2. Push normalized record to a Redis Stream.
3. Return to reading the socket.
**The TCP handler never blocks on downstream work.** Backpressure is absorbed by the Stream; Ingestion keeps accepting and acknowledging. This is the discipline that keeps the system alive under load.
## Project layout
Lives at `tcp-ingestion/` — single Node.js/TypeScript project. Layout:
```
tcp-ingestion/
├── src/core/ # vendor-agnostic shell (no adapter imports)
├── src/adapters/ # per-vendor adapters
│ └── teltonika/ # see [[teltonika]]
├── src/config/
├── src/observability/
└── test/fixtures/ # real packet captures per codec
```
Three layout rules: `core/` never imports `adapters/`; adapters never import each other; each adapter folder is self-contained so it can be lifted into its own service later via `git mv`.
## Scaling shape
- Single Node.js process handles thousands of concurrent connections at typical telemetry rates.

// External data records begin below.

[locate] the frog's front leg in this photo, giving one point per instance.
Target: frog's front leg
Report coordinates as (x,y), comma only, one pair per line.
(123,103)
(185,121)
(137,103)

- Horizontal scaling: multiple instances behind a TCP-aware load balancer (HAProxy, NGINX stream module).
- TCP guarantees session stickiness for the duration of the connection.
- No shared state between instances required — per-device state lives entirely on the open socket.
The pattern ports cleanly to higher-throughput runtimes (Go, Elixir) if a future rewrite is warranted.
## Failure mode
Crash → devices reconnect → in-flight frames are retransmitted by the device per protocol → no data is lost beyond what was unacknowledged. See [[failure-domains]].
## Phase 2 addition
Each Ingestion instance will run a parallel **command consumer** reading from `commands:outbound:{instance_id}` and writing command frames to device sockets. The TCP read path is not blocked. See [[phase-2-commands]].